No hay eternos más fugaces ni más entregados que los del amor. Todos ellos son sinceros, todos ellos llevan escrito en cada latido el siempre ese que no dura más que los segundos del último suspiro. Sin embargo nos los creemos, y nos los creemos porque necesitamos creerlos. ¿Qué sería del amor sin esa entrega que imaginamos eterna y que dura solamente lo que duran los segundos que se tarda en pronunciar la frase, mientras aún está fresca la humedad en los labios del último beso? ¡Te amaré siempre!, decimos arrobados, conjugando las palabras con el murmullo que deja el roce de unos labios en el rojo encarnado de ese lóbulo, que espera ansioso un anticipo de los anhelos que imagina. ¡Siempre te amaré!, escuchamos, condensando cada átomo que te trae la brisa, transportando los aromas que cabalgan los senderos de los íntimos deseos. Y sin embargo, ambos saben, él y ella, que la eternidad que prometen solo durará un momento, apenas un suspiro en el reparto del tiempo, apenas el leve vaivén de una hoja con la que juega la brisa. Pero nos lo creemos, y lo creemos porque necesitamos creerlo, porque sin esos momentos, tal vez nuestra existencia estaría tan vacía y sería tan baldía, como lo es ese pétalo desprendido del capullo que, seco y sin los aromas que lo hicieron generoso, se ve vagando en el éter, como una muestra funesta de lo que el tiempo depara cuando saltas del capullo sin motivos ni destino.

¡Pero qué bien suena! ¡Siempre te amaré! Escuchamos, y respondemos, ¡siempre te amaré! Y condensamos en esos segundos toda la eternidad, la única en la que podemos creer, la única en la que merece la pena creer. Todo lo demás es accidental, momentáneo, prisionero de las leyes crueles que lo condenan a la inexistencia, al no ser, porque en realidad, nunca han tenido la esencia que les permitía ser.

Porque ser y estar son diferentes. Están los jardines mientras los miramos y las flores nos regalan un trocito de hermosura; está la mesa en la que tomamos café mientras dibujamos en el humo los perfiles que seducen; está la enfermedad, que te recuerda que tu cuerpo también está, solamente está, y como tal, está destinado a perecer; está todo lo que te rodea, hasta el viento que transporta ese “tequiero” que has incorporado a la esencia de tu ser. Y es que el amor pertenece al ámbito del ser, no del estar. Uno, cuando se enamora, deja de estar, es un alma abierta, que ha introducido en su ser ese segundo eterno que unos labios escribieron en el umbral de su esencia, y deja de ser lo que era para ser alguien distinto. Desde entonces, dos seres se funden en uno, y todo lo demás sobra, no existe. El ritmo de los eones para su reloj, arranca el segundo de las corrientes del tiempo y lo guarda en el sagrario donde se adora lo eterno.

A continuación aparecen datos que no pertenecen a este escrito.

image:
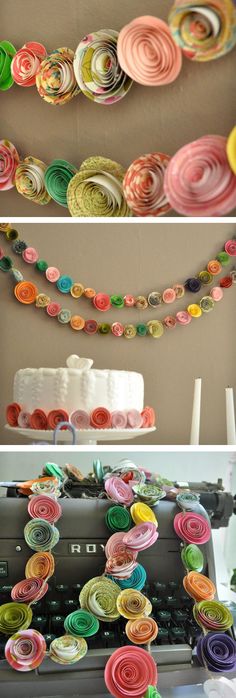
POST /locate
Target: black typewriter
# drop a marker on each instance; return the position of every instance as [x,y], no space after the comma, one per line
[79,556]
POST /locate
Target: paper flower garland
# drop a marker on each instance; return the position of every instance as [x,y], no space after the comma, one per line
[216,651]
[197,181]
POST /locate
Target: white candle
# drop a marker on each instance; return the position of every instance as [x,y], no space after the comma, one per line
[196,412]
[230,416]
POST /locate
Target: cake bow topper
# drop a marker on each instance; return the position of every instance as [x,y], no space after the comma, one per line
[75,361]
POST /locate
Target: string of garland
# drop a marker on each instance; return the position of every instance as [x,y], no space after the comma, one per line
[199,180]
[118,592]
[102,301]
[27,293]
[147,50]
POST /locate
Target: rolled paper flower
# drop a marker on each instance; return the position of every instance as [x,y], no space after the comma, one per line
[118,519]
[155,328]
[80,419]
[148,53]
[14,616]
[205,277]
[216,293]
[141,536]
[198,180]
[129,671]
[141,331]
[55,417]
[136,580]
[214,267]
[40,535]
[53,309]
[117,301]
[77,322]
[100,418]
[170,322]
[230,248]
[81,623]
[217,652]
[121,566]
[67,649]
[24,420]
[133,604]
[38,420]
[25,651]
[129,301]
[64,283]
[192,528]
[52,274]
[141,513]
[89,293]
[213,615]
[194,310]
[9,159]
[130,331]
[115,545]
[64,316]
[119,491]
[192,558]
[90,327]
[134,419]
[199,587]
[44,507]
[77,290]
[96,190]
[55,80]
[141,631]
[26,63]
[102,302]
[231,149]
[28,590]
[119,420]
[12,414]
[99,597]
[40,565]
[17,275]
[29,180]
[7,52]
[206,304]
[205,29]
[19,246]
[183,317]
[148,417]
[57,178]
[226,282]
[30,255]
[150,494]
[143,185]
[97,69]
[42,300]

Fuera, los segundos seguirán pasando, y los días y los años se sucederán sin pausa, la piel se arrugará, lo susurros quedarán convertidos en gemidos de agonía y aquellos ojos que contemplaban el paisaje mirando dentro del alma, perderán su transparencia, perderán el brillo que regalaron cuando un “tequiero” surgió de unos labios generosos. Pero aquel segundo, el estuche donde se guarda esa pizca de lo eterno, ahí seguirá guardado, en el sagrario donde el tiempo no transcurre y el infinito es posible.

El contacto de los cuerpos firma con sangre lo inevitable del tiempo, lo que transcurre, lo que nace, crece y finalmente muere; cantan los latidos, en ritmos acompasados, las canciones de la vida y nos vemos navegando en mágicos universos. Y entonces nos lo creemos: ¡Siempre te amaré! Pero sólo es un deseo, un anhelo, tal vez la expresión del primero de los miedos: no te vayas, porque si me quedo solo, ya no seré en mi esencia y tal vez no recupere el ser aquel que yo era cuando tú escribiste un “tequiero”.


Francisco Murcia.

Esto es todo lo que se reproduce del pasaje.